He wasn't ready to leave. He would have liked to sit with her as he absorbed the atmosphere of this house with its hanging plants, clay pots in a sunny window, and woven baskets holding magazines and firewood and balls of brightly colored yarn.
At that moment, a skunk rambled through the room, waddled under the table, sniffed briefly at his shoes, and hopped into a cardboard box in the corner. John stared in disbelief as it burrowed under a few handfuls of wood shavings until all he could see was a patch of black-and-white fur.
A skunk?
"That looks like a skunk," he said, stating the obvious in a tone of disbelief.
Cassie, in the kitchen, was drying her hands on a length of huck toweling. She came and stood at the kitchen door.
"It is," she said, grinning. "That's Bertrand."
"He's descented, right?"
"Nope. He's a fully equipped, nearly grown skunk."
"Your choice of house pets is a little, um, strange, don't you think?"

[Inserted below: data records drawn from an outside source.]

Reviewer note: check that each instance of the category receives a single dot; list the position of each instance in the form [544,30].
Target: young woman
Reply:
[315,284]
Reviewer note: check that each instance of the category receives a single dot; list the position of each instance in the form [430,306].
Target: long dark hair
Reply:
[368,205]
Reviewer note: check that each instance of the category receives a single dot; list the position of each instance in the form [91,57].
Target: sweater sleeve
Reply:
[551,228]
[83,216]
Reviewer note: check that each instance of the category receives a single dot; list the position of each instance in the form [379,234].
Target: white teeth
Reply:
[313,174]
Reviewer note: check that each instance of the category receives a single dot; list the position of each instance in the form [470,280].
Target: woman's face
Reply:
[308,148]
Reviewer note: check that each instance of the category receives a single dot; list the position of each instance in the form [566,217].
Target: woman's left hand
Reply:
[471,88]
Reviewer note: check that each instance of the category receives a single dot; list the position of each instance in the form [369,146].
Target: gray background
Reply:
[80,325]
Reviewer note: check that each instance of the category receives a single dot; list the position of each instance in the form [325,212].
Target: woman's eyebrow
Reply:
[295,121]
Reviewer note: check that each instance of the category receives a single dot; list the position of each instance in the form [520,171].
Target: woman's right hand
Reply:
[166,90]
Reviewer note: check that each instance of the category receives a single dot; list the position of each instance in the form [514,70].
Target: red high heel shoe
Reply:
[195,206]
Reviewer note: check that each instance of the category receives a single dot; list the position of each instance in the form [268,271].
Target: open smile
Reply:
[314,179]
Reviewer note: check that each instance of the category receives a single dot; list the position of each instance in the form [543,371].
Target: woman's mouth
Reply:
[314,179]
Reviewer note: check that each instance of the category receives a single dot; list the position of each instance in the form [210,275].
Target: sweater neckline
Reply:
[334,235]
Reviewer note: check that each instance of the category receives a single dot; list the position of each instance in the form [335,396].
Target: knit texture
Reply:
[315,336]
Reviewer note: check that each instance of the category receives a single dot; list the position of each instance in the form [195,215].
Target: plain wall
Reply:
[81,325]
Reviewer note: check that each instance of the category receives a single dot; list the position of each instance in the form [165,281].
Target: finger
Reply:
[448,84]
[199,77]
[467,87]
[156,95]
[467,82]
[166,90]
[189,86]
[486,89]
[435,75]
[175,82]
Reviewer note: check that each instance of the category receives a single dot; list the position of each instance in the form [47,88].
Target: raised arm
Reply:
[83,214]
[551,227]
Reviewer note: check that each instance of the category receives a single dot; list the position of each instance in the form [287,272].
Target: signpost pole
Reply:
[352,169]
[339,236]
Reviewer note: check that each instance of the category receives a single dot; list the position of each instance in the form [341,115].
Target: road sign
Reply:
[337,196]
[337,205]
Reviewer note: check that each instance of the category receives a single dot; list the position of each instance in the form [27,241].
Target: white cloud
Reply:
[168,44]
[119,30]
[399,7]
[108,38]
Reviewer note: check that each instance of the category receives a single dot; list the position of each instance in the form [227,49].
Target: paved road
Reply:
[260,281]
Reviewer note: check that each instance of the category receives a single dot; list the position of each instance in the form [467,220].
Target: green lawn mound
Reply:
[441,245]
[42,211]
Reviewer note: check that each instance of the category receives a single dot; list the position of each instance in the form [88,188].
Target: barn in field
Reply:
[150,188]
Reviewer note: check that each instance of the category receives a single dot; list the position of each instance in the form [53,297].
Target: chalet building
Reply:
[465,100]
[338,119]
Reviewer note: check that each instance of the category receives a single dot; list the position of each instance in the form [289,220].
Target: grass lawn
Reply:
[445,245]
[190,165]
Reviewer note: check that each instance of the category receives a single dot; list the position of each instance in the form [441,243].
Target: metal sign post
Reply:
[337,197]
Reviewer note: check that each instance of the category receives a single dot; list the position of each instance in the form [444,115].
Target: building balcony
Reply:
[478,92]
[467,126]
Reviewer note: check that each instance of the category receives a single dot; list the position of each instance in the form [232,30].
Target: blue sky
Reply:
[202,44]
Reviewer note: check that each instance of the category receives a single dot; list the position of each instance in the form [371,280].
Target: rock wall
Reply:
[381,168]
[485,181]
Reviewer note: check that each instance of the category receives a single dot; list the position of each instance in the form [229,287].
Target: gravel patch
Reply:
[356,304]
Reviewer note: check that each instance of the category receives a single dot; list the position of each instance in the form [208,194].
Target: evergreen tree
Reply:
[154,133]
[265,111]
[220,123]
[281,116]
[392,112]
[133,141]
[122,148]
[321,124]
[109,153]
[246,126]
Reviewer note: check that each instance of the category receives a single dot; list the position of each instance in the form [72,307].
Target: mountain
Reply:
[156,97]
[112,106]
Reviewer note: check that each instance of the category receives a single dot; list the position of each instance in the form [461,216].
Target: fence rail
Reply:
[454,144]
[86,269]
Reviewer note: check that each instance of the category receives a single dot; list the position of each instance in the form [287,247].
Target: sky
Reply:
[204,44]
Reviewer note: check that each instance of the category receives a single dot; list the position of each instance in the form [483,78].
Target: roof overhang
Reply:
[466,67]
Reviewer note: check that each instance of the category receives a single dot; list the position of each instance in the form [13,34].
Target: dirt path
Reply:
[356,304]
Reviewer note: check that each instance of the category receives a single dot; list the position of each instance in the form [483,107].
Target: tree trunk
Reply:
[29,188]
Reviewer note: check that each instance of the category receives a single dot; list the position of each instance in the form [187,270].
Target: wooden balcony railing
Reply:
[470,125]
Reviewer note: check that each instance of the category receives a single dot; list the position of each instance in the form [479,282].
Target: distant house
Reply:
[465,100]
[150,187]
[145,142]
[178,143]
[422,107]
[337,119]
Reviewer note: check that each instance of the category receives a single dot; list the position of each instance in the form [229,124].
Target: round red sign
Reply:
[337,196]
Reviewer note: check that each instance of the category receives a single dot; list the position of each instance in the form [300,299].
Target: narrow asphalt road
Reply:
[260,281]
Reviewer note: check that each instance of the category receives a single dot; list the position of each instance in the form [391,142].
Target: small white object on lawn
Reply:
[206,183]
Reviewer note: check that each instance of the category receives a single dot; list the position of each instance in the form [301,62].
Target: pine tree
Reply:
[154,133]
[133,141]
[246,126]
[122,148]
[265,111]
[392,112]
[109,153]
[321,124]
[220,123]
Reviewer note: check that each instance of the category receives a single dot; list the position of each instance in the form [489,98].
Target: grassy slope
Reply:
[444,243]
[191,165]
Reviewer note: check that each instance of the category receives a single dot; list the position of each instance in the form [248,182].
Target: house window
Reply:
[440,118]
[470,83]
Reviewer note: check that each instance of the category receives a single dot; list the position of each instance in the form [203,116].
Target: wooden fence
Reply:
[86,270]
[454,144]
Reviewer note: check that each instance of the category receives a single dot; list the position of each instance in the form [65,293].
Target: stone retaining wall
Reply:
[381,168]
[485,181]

"Bertrand won't be here long. It's illegal to keep a skunk as a pet, but I'm allowed to rehabilitate him."
"For how long?"
"He'll be going back to the woods soon."
"He looks pretty comfortable right where he is," John observed, getting up and pushing his chair back under the table. Suddenly he wanted to get out of there. Fast.
"Don't worry. He's never gassed me yet." She seemed amused.
"There's always a first time," John said, keeping a wary eye on Bertrand and edging around the table toward the door.
Cassie knelt at the side of the box and absently stroked the skunk's fur. "Somebody brought him to me a couple of months ago. He'd been hurt. He's almost recovered now."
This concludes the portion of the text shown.